An Antitumor 2-Hydroxyarylidene-4-cyclopentene-1,3-Dione as a Protein Tyrosine Kinase Inhibitor: Interaction Between TX-1123 Derivatives and Src Kinase.

BACKGROUND

Protein tyrosine kinases (PTKs) play major roles in signal transduction during cell proliferation and apoptosis.
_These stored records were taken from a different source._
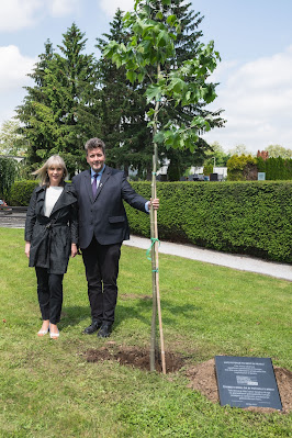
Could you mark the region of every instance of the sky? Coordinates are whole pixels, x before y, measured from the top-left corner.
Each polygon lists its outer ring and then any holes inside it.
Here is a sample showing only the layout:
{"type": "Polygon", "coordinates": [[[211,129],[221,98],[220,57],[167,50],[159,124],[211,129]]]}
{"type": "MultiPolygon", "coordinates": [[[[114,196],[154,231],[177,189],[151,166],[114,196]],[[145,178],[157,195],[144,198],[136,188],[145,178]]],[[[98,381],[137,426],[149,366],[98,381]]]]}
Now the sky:
{"type": "MultiPolygon", "coordinates": [[[[210,110],[223,109],[224,128],[204,134],[225,151],[245,145],[251,154],[269,145],[292,149],[292,1],[192,0],[204,16],[202,43],[213,40],[222,61],[212,76],[220,82],[210,110]]],[[[33,86],[27,74],[49,38],[53,46],[75,22],[99,53],[96,38],[106,33],[117,8],[134,0],[0,0],[0,125],[14,115],[33,86]]],[[[98,133],[97,133],[98,135],[98,133]]]]}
Tyrphostin AG17 was previously shown to be a potent tumor growth inhibitor, while AG17 induced apoptosis and inhibited activity of cyclin-dependent kinase 2. We herein describe the binding features of tyrphostin AG17 analogs, such as TX-1123, with Src kinase (Src-K).

MATERIALS AND METHODS

Structural data for Src-K were obtained from a protein data bank (ID=2SRC), and the molecular interactions between Src-K and TX-1123 derivatives were examined.

RESULTS

TX-1123 exihibited potent Src-K inhibitory activity (half maximal-inhibitory concentration=2.2 μM), and fit into the pocket of the Src-K molecule as well as c-AMP did.

CONCLUSION

The binding profiles of TX-1123 derivatives differed from each other, while their Src-K inhibitory activities were affected by their fit in the Src-K molecule.